The Mudcat Café TM
Thread #86414   Message #1607924
Posted By: Malcolm Douglas
18-Nov-05 - 03:53 AM
Thread Name: Steve Roud Index Now Online
Subject: RE: Steve Roud Index Now Online
Opera, oddly enough, is actually the only browser of the six I use that displays the page correctly for me; the test site worked rather better. EFDSS will announce the new site when it's ready. Presumably there has been no announcement yet because it isn't.

The EFDSS website saga is a long one; thankfully the main site has now been re-designed by Bryan Ledgard, and other peoples' earlier versions are now just embarrassing memories. In addition to the main site and the nearly-ready VWML site, there is an online shop put together by Johnny Adams, a site for the Folk Music Journal put together by me, and one for English Dance and Song (I'm not sure who did that one).

http://www.efdss.org/
http://folkshop.efdss.org/
http://www.fmj.efdss.org/
http://eds.efdss.org/

The visual styles vary rather, as there wasn't much co-ordination in the respective planning stages. The VWML site is actually the oldest surviving design (it's been in beta for quite a while), followed by FMJ, which went live a year ago. I felt obliged, at the time, to reflect at least the better aspects of the then-current EFDSS style. Whether we'll need to adapt a bit more to the new house style I don't yet know.

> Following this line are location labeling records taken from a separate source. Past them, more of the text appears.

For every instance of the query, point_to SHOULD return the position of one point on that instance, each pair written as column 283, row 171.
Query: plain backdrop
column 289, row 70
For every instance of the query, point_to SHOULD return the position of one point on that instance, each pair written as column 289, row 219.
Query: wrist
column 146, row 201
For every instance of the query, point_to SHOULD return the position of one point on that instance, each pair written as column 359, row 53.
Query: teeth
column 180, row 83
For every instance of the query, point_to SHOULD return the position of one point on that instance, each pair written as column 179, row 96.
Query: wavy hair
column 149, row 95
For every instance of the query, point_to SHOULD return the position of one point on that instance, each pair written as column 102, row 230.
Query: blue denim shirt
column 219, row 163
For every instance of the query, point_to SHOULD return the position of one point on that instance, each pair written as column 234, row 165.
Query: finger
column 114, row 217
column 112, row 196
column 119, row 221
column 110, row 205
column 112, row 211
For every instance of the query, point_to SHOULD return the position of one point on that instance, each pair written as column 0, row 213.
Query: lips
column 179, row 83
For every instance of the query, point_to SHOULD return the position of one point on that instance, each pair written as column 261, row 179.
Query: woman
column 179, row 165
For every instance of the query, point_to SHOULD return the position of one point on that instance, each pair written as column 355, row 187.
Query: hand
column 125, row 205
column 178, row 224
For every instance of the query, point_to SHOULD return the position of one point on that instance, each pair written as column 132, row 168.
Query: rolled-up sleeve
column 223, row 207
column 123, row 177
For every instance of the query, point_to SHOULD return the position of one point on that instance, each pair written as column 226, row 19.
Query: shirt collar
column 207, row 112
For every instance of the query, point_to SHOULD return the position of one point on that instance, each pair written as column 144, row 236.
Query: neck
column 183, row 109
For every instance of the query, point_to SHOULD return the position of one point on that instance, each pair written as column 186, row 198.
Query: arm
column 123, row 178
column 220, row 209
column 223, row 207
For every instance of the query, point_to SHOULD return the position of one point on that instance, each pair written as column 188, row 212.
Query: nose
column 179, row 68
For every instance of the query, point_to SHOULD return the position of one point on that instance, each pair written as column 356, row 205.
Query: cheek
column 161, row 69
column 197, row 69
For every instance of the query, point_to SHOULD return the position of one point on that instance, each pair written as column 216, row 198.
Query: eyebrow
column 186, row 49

When the online version of Roud works properly (and it does just seem to be a display issue: there is rather a lot of background scripting, so plenty of opportunities for things to go wrong) a lot of people will find it very useful, and it is an important move forward on which everyone involved should be congratulated. Ignore the "Google search" option for now, though, as it isn't finished and will currently return a couple of million hits for most enquiries.

Anybody who is really serious about the subject, though, would do well to subscribe individually to Steve Roud's folksong and broadside indexes; it's a one-off payment and you get your own copies, updated annually, formatted for various database programs and with all sorts of additional materials. More flexible and faster to use; I've found it absolutely invaluable.

It's the single most important finding aid for traditional song ever produced; that said, it's in the process of revision, with a team of people working on master-titles, a thesaurus of keywords, synopses and so on. That's a mammoth task and will take time, but it will advance traditional song studies incalculably.